= Chief visibility officer =

A chief visibility officer (CVO) or director of visibility is an individual appointed to oversee all aspects of performance across retail stores, corporations or organizations as part of the C-Suite of executives. The role of the CVO emerged to manage the integration of ideas, disciplines, technologies and people focused on elevating retail enterprise visibility. The title is commonly associated with retail loss prevention leaders and professionals who maintain the highest position in security management and maintain the security operations in the store to achieve a high level of visibility.

==Role==
The CVO is focused on security systems as they contribute to higher profits and elevated store performance levels. The importance of the CVO position has risen as criminals and organized retail crime grows more sophisticated in thwarting security solutions. According to the Centre for Retail Research Global Retail Theft Barometer 2011 study, Total global shrink in 2011 cost retailers $119.092 billion, an average of 1.45% of global retail sales. The shrinkage rate was an average of 6.6% higher than 2010. The losses are said to cost each family $199.89 per that year.

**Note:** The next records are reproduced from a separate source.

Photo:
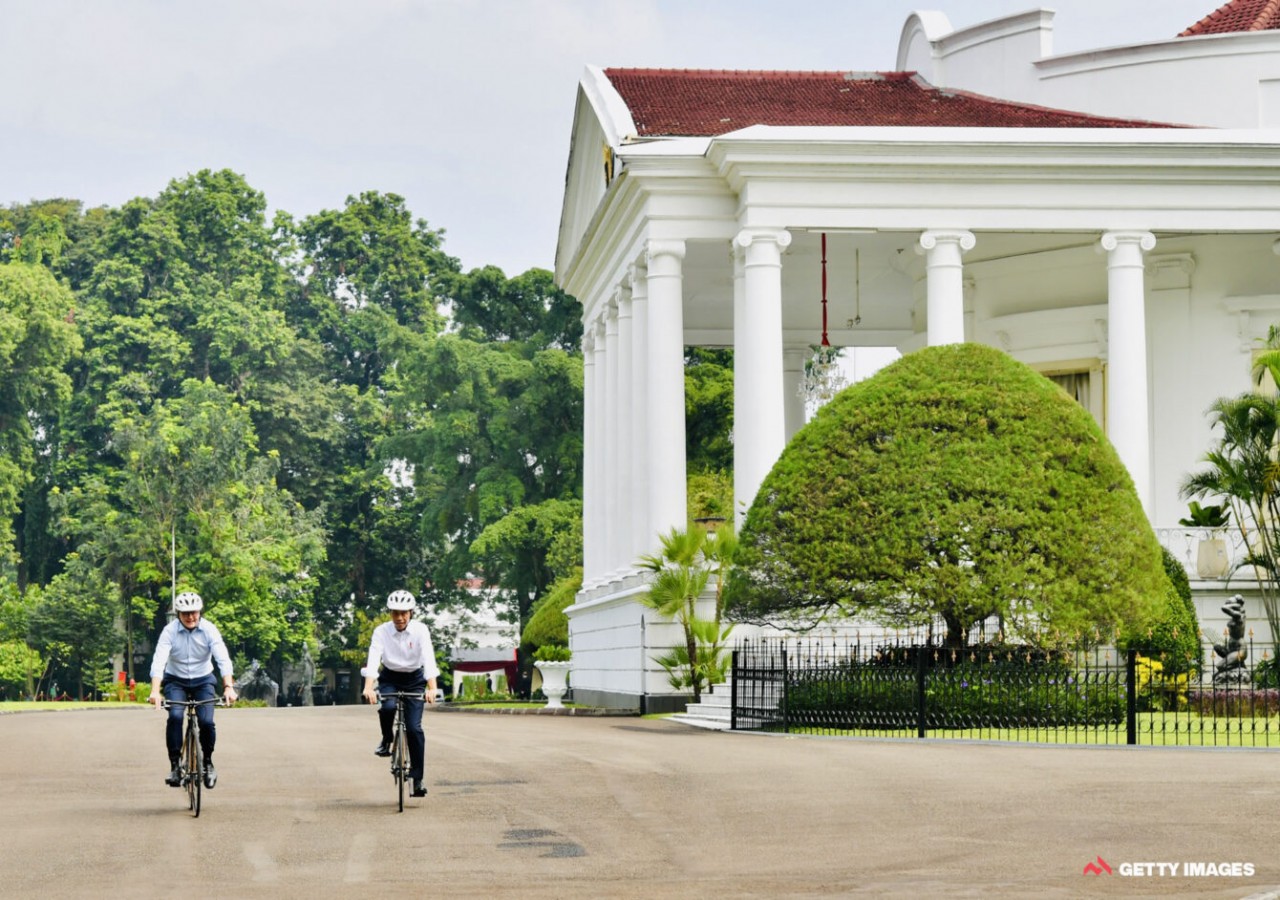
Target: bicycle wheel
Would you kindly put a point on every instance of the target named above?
(188, 762)
(401, 764)
(195, 768)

Working with security integrators to achieve maximum visibility into what takes place in a retail store on a daily basis allows the CVO to impact not only shrinkage numbers, but also to improve store operations. This approach was cited by the University of Leicester study on Effective Retail Loss Prevention, 10 Ways to Keep Shrinkage Low where it was noted that among the keys to reducing shrinkage in an organization included establishing a senior management commitment, ensuring organisational ownership, embedding loss prevention into the business and providing strong leadership.

==Challenges==
Shrinkage can occur in a number of different areas for a retailer: employee theft, including sweethearting shoplifting/organized retail crime, administrative error and vendor fraud. The goal of a CVO is to maximize business profits by reducing losses. To accomplish this objective, CVOs analyze the full spectrum of store operations from employee and customer behavior to vendor and supplier patterns and supply chains. Integrated technologies can provide a comprehensive picture of customer behavior, staffing needs and merchandising trends, in addition to preventing losses for the store. The CVO must be in touch with core challenges across an organization to implement and integrate security solutions tailored to protect its unique vulnerabilities. According to securitysales.com retailers are looking beyond standalone technology like electronic article surveillance (EAS) systems or cameras and access control and aiming to have visibility across the demand and supply chain.